Pourquoi j'ai créé SABORDS
Le brevet n'était que le début
Créer une invention est une chose. La faire connaître en est une autre.
Après plusieurs années de recherche et le dépôt de mon brevet d'invention, je pensais naturellement proposer mon concept aux grandes marques de sous-vêtements pour homme. Leur silence m'a finalement conduit à créer ma propre marque : SABORDS.
J’étais libéré du Secret Défense. J’étais libre d’exploiter mon invention ou de proposer une licence d’exploitation à des entreprises déjà solidement installées.

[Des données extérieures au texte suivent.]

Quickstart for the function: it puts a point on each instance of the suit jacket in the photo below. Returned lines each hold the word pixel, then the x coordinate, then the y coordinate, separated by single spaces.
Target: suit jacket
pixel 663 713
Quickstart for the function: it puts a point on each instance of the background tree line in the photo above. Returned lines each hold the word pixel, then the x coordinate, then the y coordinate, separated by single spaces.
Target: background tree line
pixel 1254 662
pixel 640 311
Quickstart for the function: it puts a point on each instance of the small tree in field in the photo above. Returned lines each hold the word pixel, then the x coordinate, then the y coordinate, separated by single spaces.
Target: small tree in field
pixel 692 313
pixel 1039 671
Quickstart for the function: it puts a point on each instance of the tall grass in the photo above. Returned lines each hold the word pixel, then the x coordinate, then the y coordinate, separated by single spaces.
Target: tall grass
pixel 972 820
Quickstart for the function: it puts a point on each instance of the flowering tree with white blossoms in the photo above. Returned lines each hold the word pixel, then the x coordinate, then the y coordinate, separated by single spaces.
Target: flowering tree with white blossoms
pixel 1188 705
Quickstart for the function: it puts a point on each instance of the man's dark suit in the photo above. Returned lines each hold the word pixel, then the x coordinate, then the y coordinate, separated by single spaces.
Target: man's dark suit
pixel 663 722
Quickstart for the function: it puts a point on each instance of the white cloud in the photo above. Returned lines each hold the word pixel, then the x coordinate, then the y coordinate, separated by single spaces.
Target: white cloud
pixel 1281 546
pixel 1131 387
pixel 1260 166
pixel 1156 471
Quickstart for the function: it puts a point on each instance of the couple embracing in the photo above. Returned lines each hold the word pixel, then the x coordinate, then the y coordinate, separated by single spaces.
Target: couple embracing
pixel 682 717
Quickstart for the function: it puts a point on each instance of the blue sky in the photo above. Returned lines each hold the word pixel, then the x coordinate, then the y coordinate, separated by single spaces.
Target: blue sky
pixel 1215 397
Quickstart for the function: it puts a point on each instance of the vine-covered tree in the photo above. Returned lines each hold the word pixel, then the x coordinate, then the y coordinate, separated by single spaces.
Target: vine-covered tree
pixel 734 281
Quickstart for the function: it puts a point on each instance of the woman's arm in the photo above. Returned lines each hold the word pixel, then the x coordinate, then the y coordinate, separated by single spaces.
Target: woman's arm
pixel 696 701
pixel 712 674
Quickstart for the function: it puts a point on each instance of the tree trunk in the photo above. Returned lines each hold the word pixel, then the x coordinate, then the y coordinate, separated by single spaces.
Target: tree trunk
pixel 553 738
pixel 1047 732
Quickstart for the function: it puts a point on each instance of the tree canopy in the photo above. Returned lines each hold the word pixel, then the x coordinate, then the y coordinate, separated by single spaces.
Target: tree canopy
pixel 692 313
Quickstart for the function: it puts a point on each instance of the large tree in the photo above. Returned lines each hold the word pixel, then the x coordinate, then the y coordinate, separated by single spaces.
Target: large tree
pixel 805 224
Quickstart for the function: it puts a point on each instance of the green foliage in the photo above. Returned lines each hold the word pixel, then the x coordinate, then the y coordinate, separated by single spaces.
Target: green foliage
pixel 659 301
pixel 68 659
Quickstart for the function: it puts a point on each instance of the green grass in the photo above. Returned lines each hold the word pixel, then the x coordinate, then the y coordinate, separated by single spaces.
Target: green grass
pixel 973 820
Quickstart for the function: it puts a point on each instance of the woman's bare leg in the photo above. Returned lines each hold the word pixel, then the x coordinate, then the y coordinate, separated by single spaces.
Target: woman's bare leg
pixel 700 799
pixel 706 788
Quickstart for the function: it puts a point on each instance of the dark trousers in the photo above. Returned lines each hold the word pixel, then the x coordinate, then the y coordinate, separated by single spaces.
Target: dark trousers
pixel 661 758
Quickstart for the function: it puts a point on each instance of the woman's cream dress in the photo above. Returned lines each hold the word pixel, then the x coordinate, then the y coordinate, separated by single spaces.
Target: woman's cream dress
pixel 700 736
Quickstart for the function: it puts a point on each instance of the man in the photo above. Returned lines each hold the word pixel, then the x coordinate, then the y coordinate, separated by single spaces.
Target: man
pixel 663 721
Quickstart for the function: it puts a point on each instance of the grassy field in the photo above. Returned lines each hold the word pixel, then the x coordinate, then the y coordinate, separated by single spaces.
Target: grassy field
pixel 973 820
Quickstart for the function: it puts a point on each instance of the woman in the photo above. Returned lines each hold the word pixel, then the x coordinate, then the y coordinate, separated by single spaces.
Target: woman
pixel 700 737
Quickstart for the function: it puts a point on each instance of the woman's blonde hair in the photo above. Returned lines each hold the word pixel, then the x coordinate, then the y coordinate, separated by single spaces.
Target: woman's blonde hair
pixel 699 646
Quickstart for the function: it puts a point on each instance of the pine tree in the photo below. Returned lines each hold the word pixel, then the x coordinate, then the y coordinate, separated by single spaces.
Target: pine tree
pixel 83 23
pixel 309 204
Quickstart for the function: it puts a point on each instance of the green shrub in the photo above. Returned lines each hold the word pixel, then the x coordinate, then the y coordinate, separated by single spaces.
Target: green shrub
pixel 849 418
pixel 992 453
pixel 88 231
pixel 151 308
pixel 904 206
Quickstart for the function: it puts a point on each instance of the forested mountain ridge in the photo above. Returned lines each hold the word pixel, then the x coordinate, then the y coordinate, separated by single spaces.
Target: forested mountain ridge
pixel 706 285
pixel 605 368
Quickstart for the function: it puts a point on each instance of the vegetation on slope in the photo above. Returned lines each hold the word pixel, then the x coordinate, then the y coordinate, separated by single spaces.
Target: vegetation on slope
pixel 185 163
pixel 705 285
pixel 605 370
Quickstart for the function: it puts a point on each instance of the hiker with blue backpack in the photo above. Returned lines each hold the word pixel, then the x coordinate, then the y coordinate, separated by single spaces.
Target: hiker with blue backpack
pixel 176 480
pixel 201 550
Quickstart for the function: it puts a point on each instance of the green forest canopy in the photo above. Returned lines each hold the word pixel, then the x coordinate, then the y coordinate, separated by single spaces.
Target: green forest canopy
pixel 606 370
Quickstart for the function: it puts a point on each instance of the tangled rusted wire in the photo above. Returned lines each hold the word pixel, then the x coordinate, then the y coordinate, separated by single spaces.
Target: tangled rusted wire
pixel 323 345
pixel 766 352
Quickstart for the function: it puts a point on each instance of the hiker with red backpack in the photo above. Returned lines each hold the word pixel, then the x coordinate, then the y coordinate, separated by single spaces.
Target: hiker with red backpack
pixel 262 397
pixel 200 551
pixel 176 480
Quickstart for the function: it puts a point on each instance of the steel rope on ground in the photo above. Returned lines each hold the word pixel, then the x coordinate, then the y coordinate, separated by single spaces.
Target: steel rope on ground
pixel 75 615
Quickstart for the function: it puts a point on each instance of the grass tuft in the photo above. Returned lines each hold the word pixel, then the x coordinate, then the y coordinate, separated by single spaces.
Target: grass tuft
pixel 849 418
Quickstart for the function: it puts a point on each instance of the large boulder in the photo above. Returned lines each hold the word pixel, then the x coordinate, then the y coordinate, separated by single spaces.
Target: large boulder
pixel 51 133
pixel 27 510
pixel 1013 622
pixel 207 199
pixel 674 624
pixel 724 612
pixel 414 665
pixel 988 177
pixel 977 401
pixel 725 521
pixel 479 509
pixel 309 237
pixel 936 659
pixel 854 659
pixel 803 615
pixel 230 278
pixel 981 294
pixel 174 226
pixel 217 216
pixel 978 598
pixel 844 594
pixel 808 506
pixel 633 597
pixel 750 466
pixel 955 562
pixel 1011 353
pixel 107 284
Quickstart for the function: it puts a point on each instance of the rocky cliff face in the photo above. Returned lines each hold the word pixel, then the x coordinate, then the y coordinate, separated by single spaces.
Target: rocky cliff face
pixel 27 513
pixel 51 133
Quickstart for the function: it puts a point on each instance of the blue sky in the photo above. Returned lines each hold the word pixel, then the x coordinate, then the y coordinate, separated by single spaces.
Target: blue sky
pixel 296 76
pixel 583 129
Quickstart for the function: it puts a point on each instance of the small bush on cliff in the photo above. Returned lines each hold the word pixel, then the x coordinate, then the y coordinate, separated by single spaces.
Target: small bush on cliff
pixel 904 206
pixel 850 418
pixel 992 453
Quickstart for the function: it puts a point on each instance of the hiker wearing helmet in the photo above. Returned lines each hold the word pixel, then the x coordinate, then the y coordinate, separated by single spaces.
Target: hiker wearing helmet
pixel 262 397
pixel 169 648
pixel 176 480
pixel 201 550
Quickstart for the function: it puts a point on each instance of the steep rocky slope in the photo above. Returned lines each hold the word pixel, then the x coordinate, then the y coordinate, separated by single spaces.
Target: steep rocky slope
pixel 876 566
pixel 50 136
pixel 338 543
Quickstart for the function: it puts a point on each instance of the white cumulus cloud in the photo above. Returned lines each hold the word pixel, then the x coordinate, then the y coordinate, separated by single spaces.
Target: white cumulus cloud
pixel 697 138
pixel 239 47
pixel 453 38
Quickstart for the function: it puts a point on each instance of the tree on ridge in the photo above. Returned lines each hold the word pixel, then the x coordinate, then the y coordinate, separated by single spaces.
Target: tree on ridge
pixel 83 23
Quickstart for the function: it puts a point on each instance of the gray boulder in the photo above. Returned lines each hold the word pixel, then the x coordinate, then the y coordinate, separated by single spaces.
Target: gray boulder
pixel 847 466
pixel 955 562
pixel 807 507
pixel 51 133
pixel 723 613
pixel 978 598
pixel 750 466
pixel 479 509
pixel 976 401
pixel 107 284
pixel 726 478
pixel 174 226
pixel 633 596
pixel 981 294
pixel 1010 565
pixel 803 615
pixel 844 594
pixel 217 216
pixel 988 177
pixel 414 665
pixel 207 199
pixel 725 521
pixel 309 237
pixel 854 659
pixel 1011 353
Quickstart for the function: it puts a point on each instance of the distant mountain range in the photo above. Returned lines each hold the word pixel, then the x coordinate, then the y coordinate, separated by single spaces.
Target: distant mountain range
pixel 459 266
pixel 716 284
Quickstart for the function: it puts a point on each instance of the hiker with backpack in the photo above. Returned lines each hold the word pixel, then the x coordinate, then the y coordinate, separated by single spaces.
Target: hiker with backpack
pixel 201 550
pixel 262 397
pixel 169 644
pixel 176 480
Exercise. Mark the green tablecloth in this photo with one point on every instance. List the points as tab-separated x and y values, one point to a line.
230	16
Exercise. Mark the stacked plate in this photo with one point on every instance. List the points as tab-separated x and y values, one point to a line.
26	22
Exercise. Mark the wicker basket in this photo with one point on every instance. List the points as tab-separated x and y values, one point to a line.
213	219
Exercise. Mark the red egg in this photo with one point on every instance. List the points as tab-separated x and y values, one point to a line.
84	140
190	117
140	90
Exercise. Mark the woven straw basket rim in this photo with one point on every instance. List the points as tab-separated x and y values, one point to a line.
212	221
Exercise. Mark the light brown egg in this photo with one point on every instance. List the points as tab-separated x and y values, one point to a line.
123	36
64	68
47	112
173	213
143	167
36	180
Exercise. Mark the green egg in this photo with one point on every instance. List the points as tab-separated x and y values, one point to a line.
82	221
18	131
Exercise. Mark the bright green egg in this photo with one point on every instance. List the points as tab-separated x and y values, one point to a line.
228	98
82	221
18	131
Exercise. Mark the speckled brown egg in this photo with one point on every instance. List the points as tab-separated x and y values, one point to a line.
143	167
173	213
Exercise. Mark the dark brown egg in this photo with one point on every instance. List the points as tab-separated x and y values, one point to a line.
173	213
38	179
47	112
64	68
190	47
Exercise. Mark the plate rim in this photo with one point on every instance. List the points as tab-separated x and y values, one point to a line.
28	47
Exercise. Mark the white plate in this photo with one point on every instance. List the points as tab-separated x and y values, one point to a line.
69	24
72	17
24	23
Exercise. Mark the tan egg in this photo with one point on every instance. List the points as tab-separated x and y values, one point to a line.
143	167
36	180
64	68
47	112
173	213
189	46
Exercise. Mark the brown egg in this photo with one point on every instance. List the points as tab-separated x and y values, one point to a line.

Le silence des grandes marques
Une de mes inventions précédentes avait été exploitée par la société Pylones pour un dispositif de rangement innovant pour les disques laser (l’histoire d’un objet de rangement).
Je pensais faire de même auprès des grandes marques de sous-vêtements pour homme, leur proposer l’exploitation du brevet sous forme de licences.
J’avais fait toute la R&D. J’avais un produit prêt à être fabriqué.
Je pensais naïvement que ces marques seraient intéressées, que je serais accueilli dans leurs bureaux de création avec enthousiasme, ou tout au moins avec curiosité.
Aucune réponse. Pas même une trace écrite. Le silence radio des grands acteurs du marché.
Je comprends alors qu'ils fabriquent pratiquement tous leurs sous-vêtements sur le même schéma et que mon concept est totalement disruptif par rapport à tout ce qui existe sur le marché du boxer et du slip pour homme. Je n'ai aucune chance de ce côté-là.

Une rencontre inattendue
Je tente alors de nouvelles démarches auprès de créateurs de mode réputés pour leur goût de l’innovation.
Je contacte l’assistant d’Agnès b. Je lui laisse un modèle. Quelques jours plus tard, son assistant me dira, avec beaucoup de sincérité, qu’elle avait beaucoup aimé mon invention et me félicitait, mais qu’elle ne se sentait pas prête à être la première à lancer un tel concept.
Le jour où tout a basculé
Je tente aussi de contacter un autre acteur de l’innovation : Jean-Paul Gaultier . À ce moment-là, il présentait sa toute dernière collection à Paris, accompagnée d'une rétrospective de sa carrière.
Au culot, je vais directement à ses bureaux.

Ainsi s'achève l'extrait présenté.